REPUBLIKA.CO.ID, Oleh: Frederikus Bata, Jurnalis Republika untuk Isu-Isu Sepak Bola.
Era Buffon, Andrea Barzagli, De Rossi, dan Giorgio Chiellini telah berlalu.
Mendung bergelayut di ranah Italia. Untuk kali pertama sejak 1958, Gli Azzurri gagal menembus Piala Dunia. Event empat tahunan sepak bola terakbar di jagat bumi itu akan kehilangan deretan gladiator negeri Piza. Dunia bereaksi. Media ternama di Jerman, Inggris, Prancis, dan berbagai negara lainnya, ramai-ramai menuliskan kegagalan Gianluigi Buffon dan rekan-rekan.
Pada babak play-off, anak asuh Gianpiero Ventura tak mampu menembus rapatnya pertahanan Swedia. Dalam dua laga, Laskar Skandinavia unggul agregat 1-0. Italia yang terkenal dengan Catenacio kena batunya.
Menilik catatan Gli Azzurri dari kualifikasi, tak berlebihan jika tim tersebut akhirnya menempuh jalur play-off. Si Biru berada satu grup dengan Spanyol. Nama kedua ini memang sedang bagus-bagusnya di era sepak bola modern.
Baca Juga: Infografis Tak Ada Italia di Piala Dunia
Namun, mental juara Italia pantas mendapat kritikan saat melawan Swedia. Tanpa kreasi berarti, Daniele De Rossi cs menyerang secara frontal. Dalam berbagai pernyataan, Ventura tak mengakui hal itu. Ia menilai, permainan fisik tim lawan menyulitkan mereka. Namun, terlihat ada yang perlu disorot dalam skema terapannya. Ketika butuh kemenangan, Gli Azzurri justru memakai formasi 3-5-2.

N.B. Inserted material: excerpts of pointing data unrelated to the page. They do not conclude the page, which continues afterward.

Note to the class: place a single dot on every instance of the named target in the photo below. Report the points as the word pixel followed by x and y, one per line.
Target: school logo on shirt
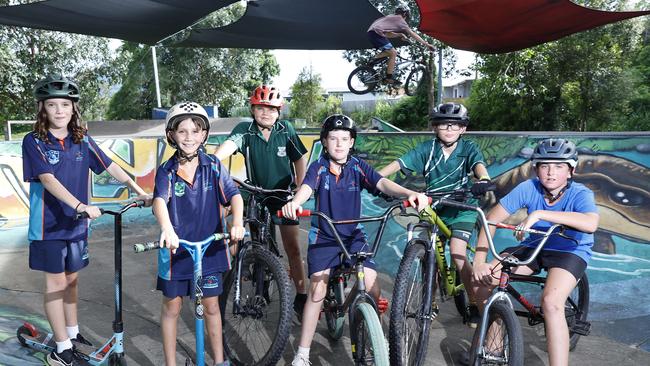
pixel 179 189
pixel 52 156
pixel 211 282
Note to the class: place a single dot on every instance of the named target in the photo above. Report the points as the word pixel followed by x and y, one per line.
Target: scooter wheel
pixel 21 333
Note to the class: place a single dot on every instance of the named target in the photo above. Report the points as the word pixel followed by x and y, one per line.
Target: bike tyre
pixel 238 349
pixel 513 333
pixel 414 79
pixel 400 343
pixel 369 78
pixel 366 318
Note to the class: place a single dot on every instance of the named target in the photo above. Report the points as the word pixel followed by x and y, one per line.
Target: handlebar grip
pixel 144 247
pixel 84 215
pixel 304 213
pixel 406 203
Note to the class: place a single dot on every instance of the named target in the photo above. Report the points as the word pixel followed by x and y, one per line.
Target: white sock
pixel 304 351
pixel 72 331
pixel 62 346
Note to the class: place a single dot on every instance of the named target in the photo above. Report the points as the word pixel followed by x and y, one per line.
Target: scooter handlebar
pixel 304 213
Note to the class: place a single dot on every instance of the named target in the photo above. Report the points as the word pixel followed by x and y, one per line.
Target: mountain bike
pixel 504 344
pixel 365 78
pixel 424 275
pixel 196 251
pixel 369 345
pixel 255 304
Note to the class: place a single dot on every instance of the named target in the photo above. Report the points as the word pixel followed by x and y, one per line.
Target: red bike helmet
pixel 267 95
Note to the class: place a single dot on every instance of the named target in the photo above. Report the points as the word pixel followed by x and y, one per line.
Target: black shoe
pixel 81 340
pixel 473 316
pixel 66 358
pixel 299 305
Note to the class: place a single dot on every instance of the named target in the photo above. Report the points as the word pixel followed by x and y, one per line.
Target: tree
pixel 205 75
pixel 306 94
pixel 578 83
pixel 27 55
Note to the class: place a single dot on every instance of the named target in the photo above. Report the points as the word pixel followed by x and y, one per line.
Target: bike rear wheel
pixel 414 79
pixel 409 326
pixel 370 347
pixel 257 333
pixel 364 79
pixel 503 343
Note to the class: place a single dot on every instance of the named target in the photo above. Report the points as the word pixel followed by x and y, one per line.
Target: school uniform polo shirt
pixel 49 218
pixel 196 211
pixel 339 196
pixel 442 174
pixel 270 161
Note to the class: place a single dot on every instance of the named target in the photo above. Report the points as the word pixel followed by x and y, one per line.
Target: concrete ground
pixel 21 299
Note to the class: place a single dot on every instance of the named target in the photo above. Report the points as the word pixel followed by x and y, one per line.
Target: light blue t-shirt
pixel 577 198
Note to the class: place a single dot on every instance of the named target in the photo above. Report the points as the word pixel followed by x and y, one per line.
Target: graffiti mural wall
pixel 615 167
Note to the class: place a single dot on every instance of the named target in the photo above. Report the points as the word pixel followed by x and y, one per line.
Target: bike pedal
pixel 382 305
pixel 581 327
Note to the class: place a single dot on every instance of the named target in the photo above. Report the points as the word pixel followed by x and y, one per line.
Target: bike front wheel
pixel 363 79
pixel 409 325
pixel 369 345
pixel 256 330
pixel 503 343
pixel 413 81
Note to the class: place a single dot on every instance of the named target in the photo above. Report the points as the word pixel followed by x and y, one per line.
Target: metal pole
pixel 440 90
pixel 155 74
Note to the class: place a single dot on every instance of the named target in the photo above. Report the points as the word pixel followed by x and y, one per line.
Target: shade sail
pixel 497 26
pixel 141 21
pixel 293 24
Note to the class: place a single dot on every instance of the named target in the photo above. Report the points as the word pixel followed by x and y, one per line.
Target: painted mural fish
pixel 622 192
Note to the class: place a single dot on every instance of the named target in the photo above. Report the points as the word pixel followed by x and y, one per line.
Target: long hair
pixel 76 126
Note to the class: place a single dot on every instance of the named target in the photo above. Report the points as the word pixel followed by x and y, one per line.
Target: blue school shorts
pixel 58 256
pixel 328 254
pixel 212 286
pixel 378 41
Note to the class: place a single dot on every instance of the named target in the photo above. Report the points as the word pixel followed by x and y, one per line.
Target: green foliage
pixel 579 83
pixel 306 94
pixel 332 105
pixel 209 76
pixel 27 55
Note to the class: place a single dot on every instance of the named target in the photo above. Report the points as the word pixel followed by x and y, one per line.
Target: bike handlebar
pixel 123 209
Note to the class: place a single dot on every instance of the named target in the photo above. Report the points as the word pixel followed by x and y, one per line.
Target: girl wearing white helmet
pixel 191 190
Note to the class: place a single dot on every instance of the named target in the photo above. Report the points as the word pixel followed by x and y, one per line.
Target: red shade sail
pixel 497 26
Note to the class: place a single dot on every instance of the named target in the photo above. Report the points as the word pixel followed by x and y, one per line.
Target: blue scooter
pixel 112 351
pixel 196 250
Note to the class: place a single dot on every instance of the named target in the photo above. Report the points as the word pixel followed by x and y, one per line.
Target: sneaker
pixel 473 317
pixel 300 360
pixel 392 81
pixel 66 358
pixel 81 340
pixel 299 305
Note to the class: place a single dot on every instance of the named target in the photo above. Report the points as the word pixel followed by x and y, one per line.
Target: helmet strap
pixel 551 197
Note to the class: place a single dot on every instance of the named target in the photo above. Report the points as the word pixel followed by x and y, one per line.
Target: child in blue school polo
pixel 57 156
pixel 336 179
pixel 191 191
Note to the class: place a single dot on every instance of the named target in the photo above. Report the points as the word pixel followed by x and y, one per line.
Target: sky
pixel 332 67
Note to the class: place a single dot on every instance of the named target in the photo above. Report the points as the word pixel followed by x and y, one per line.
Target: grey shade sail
pixel 293 24
pixel 141 21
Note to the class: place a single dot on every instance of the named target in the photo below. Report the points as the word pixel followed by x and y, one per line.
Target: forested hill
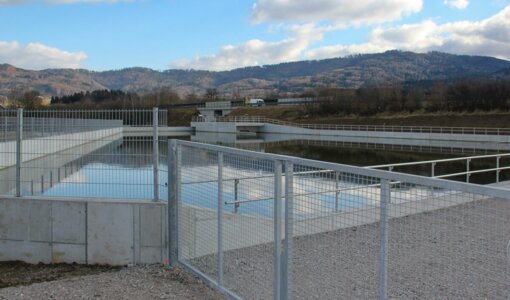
pixel 348 72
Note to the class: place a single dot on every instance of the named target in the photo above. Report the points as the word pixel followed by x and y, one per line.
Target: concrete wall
pixel 214 127
pixel 162 131
pixel 39 147
pixel 272 128
pixel 82 231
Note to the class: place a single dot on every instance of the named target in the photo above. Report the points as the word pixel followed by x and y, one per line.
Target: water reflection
pixel 123 168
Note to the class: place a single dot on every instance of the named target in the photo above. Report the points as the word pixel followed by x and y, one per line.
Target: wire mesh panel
pixel 248 225
pixel 263 225
pixel 81 153
pixel 198 206
pixel 8 129
pixel 447 244
pixel 336 237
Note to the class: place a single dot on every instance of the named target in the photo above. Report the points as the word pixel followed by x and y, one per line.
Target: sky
pixel 223 35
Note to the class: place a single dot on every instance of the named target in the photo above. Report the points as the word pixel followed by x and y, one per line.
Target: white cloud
pixel 257 52
pixel 458 4
pixel 14 2
pixel 489 37
pixel 38 56
pixel 344 12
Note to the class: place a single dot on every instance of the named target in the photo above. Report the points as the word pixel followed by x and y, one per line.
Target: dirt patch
pixel 16 273
pixel 299 114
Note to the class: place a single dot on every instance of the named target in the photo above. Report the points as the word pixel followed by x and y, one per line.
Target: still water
pixel 123 169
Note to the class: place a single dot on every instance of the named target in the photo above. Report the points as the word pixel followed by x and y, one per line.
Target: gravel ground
pixel 141 282
pixel 453 253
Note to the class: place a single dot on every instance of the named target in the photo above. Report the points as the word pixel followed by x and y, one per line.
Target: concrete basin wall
pixel 82 231
pixel 273 128
pixel 39 147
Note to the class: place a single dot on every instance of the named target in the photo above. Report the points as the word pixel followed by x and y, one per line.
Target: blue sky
pixel 221 34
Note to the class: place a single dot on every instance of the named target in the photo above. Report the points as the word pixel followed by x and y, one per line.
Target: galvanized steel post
pixel 286 288
pixel 220 219
pixel 383 255
pixel 155 153
pixel 277 218
pixel 174 194
pixel 19 143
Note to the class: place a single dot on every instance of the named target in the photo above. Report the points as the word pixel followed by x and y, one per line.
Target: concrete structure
pixel 215 109
pixel 162 131
pixel 39 147
pixel 82 231
pixel 273 132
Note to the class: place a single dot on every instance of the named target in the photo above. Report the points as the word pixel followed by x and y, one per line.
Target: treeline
pixel 457 97
pixel 117 99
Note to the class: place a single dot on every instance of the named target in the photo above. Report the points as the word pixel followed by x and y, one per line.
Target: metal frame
pixel 381 128
pixel 283 247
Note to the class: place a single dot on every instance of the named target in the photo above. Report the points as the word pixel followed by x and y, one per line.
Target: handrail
pixel 382 128
pixel 438 161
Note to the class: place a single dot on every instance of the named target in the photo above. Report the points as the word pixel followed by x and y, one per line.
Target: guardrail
pixel 74 148
pixel 467 160
pixel 382 128
pixel 395 234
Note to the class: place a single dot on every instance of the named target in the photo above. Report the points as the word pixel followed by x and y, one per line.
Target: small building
pixel 215 109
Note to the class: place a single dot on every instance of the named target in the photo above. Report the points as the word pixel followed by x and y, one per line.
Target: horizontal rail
pixel 438 161
pixel 381 128
pixel 375 173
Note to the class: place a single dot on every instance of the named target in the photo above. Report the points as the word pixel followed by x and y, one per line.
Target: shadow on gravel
pixel 14 273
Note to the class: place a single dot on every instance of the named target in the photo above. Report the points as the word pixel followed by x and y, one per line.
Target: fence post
pixel 497 168
pixel 174 194
pixel 19 143
pixel 155 152
pixel 337 192
pixel 277 229
pixel 286 287
pixel 220 219
pixel 236 195
pixel 383 258
pixel 468 161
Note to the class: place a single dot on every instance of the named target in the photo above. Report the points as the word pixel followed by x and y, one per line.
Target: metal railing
pixel 467 161
pixel 392 235
pixel 381 128
pixel 81 153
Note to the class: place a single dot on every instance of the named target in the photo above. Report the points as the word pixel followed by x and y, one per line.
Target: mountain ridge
pixel 347 72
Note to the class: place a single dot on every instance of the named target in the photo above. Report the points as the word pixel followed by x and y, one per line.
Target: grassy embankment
pixel 299 114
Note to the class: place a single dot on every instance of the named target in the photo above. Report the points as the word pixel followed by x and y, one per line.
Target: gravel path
pixel 141 282
pixel 452 253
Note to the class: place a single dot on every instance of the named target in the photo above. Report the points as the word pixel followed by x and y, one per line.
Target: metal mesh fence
pixel 82 153
pixel 295 228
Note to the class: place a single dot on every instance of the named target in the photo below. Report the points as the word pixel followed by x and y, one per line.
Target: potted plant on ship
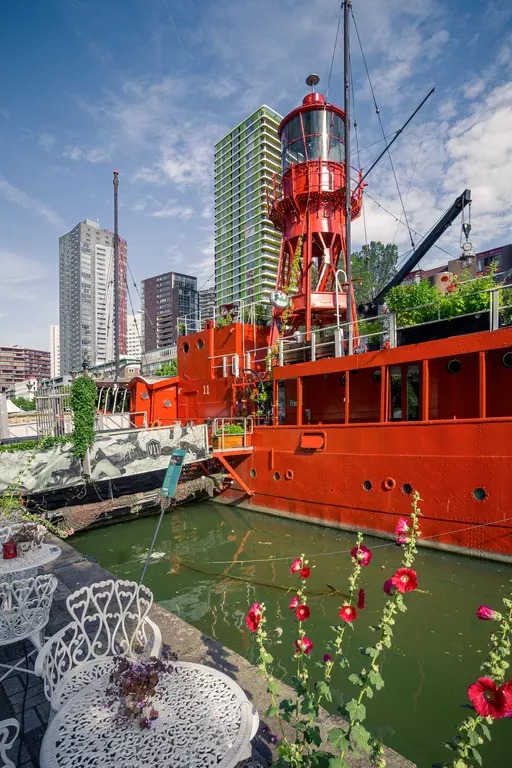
pixel 229 436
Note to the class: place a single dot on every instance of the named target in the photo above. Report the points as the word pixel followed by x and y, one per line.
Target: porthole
pixel 454 366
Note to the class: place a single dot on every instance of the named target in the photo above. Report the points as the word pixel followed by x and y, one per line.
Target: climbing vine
pixel 83 403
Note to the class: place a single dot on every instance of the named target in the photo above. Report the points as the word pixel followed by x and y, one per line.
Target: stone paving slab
pixel 24 693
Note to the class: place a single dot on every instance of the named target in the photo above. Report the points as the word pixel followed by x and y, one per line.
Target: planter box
pixel 227 441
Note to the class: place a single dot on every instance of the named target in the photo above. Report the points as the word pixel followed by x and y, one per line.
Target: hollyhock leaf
pixel 338 739
pixel 324 690
pixel 355 710
pixel 361 737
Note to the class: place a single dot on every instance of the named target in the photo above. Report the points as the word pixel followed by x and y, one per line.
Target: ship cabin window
pixel 313 135
pixel 404 392
pixel 454 395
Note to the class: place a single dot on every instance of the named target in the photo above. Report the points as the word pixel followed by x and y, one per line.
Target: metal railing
pixel 232 440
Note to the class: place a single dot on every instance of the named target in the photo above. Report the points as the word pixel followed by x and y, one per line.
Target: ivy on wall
pixel 83 402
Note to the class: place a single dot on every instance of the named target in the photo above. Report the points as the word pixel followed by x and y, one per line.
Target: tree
pixel 24 403
pixel 168 369
pixel 374 265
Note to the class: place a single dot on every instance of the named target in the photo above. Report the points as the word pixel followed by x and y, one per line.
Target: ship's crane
pixel 371 308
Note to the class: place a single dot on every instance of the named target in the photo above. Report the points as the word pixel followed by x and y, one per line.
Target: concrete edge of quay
pixel 74 570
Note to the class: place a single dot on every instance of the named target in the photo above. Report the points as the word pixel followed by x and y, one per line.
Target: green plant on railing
pixel 83 402
pixel 302 711
pixel 230 429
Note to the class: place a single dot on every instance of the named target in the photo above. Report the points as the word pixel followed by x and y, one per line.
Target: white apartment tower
pixel 54 351
pixel 86 297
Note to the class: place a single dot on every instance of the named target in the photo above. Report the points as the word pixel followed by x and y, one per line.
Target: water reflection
pixel 203 574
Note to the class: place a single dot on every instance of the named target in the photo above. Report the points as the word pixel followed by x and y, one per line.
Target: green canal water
pixel 201 572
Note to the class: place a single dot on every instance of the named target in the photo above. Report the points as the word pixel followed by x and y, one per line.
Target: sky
pixel 148 86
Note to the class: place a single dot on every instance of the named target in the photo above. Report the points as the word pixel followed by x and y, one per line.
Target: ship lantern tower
pixel 308 207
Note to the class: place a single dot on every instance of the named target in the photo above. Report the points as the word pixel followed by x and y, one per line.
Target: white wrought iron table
pixel 29 561
pixel 204 720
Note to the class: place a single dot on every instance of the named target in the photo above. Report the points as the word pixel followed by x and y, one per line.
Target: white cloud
pixel 21 199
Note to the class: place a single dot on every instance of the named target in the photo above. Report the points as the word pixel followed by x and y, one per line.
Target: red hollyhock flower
pixel 362 554
pixel 487 699
pixel 405 580
pixel 485 613
pixel 348 613
pixel 253 618
pixel 304 645
pixel 303 612
pixel 294 603
pixel 402 527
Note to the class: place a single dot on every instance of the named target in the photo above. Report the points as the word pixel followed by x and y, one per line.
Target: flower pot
pixel 227 441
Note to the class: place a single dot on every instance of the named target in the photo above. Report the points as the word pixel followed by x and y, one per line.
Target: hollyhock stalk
pixel 471 732
pixel 371 678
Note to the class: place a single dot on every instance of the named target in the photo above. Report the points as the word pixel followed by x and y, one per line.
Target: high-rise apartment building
pixel 21 363
pixel 167 300
pixel 207 304
pixel 86 296
pixel 54 350
pixel 134 335
pixel 246 242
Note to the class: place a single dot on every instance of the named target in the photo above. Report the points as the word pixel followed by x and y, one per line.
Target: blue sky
pixel 148 86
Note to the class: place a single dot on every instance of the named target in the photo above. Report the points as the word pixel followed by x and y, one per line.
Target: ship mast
pixel 348 243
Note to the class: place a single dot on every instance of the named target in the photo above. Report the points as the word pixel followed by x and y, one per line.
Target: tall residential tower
pixel 246 243
pixel 86 296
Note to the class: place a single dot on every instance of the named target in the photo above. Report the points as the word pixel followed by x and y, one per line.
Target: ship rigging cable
pixel 377 111
pixel 377 546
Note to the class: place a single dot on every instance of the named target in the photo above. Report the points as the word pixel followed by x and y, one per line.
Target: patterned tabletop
pixel 204 720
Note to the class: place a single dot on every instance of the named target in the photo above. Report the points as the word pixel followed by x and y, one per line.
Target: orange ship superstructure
pixel 337 429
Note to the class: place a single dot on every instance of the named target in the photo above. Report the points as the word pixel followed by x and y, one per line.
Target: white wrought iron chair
pixel 9 730
pixel 24 612
pixel 109 618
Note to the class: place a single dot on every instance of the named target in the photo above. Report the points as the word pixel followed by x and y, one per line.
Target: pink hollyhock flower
pixel 405 580
pixel 253 618
pixel 402 527
pixel 303 645
pixel 488 700
pixel 303 612
pixel 362 554
pixel 485 613
pixel 348 613
pixel 294 603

Tak ayal, permainan crossing-crossing tampak begitu monoton sepanjang pertandingan. Kreativitas lini tengah jarang terlihat. Legenda sekelas Andrea Pirlo hingga juru taktik kenamaan Arrigo Sacchi merasa heran saat Ventura tak menurunkan tiga penyerang.
Sang allenatore bahkan memarkir Lorenzo Insigne pada leg kedua di San Siro. Berbagai akumulasi teknis tersebut bermuara pada kegagalan melenggang ke Rusia yang menjadi tempat penyelenggaraan Piala Dunia tahun depan. Laga antiklimaks bagi superhero bernama Buffon yang pensiun lebih awal dari target.
Apa pun itu, Italia butuh revolusi skuat. Ketika negara tersebut sedang berjaya, mereka kental dengan pertahahan grendel dan serangan balik. Namun, di era terkini, sepak bola lebih ingin bermain-main.
Penguasaan bola dengan kreasi di sepertiga pertahanan lawan lebih efektif dari catenacio. Tengok saja kiprah Spanyol dan Jerman. Juga di level klub ada Barcelona, Manchester City, hingga Napoli.
Nama besar sebagai jawara empat kali Piala Dunia, hendaknya dipinggirkan. Era Buffon, Andrea Barzagli, De Rossi, dan Giorgio Chiellini telah berlalu. Italia perlu mencoba pemain muda macam Daniele Rugani, Allesio Romagnoli, hingga Mattia Caldara di jantung pertahanan.
Di lini tengah tak banyak berubah dengan jenderal bernama Marco Verratti, plus pemuda seperti Manuel Locatelli, hingga Roberto Gagliardini. Di area penyerangan, selain butuh bomber semacam Ciro Immobile, Simone Zaza, Andrea Belotti, dan Mario Balotelli, Azzurri juga perlu pemain yang mampu melebar, bergerak ke sayap.
Ada nama Insigne, Federico Bernardeschi, hingga Stephan El Shaarawy. Kemudian Fabio Borini yang tampil reguler di AC Milan. Penggawa serbabisa seperti Leonardo Spinazzola, dan Alessandro Florenzi menjadi alternatif.
Paling penting, Italia harus terbiasa menyerang. Tinggalkan catenacio yang mulai usang. Dengan merevolusi skuat, gairah baru menuju Piala Eropa 2020 bisa terlihat.
Dan, nikmatilah hajatan di negeri Beruang Merah itu pada akhirnya harus kehilangan salah satu figur juara yang justru telah tersisih secara dini sebelum Piala Dunia digulirkan. Semoga saja, saat Piala Dunia bergulir, tim-tim bernama besar yang sudah langganan menjadi juara ternyata harus angkat koper lebih awal.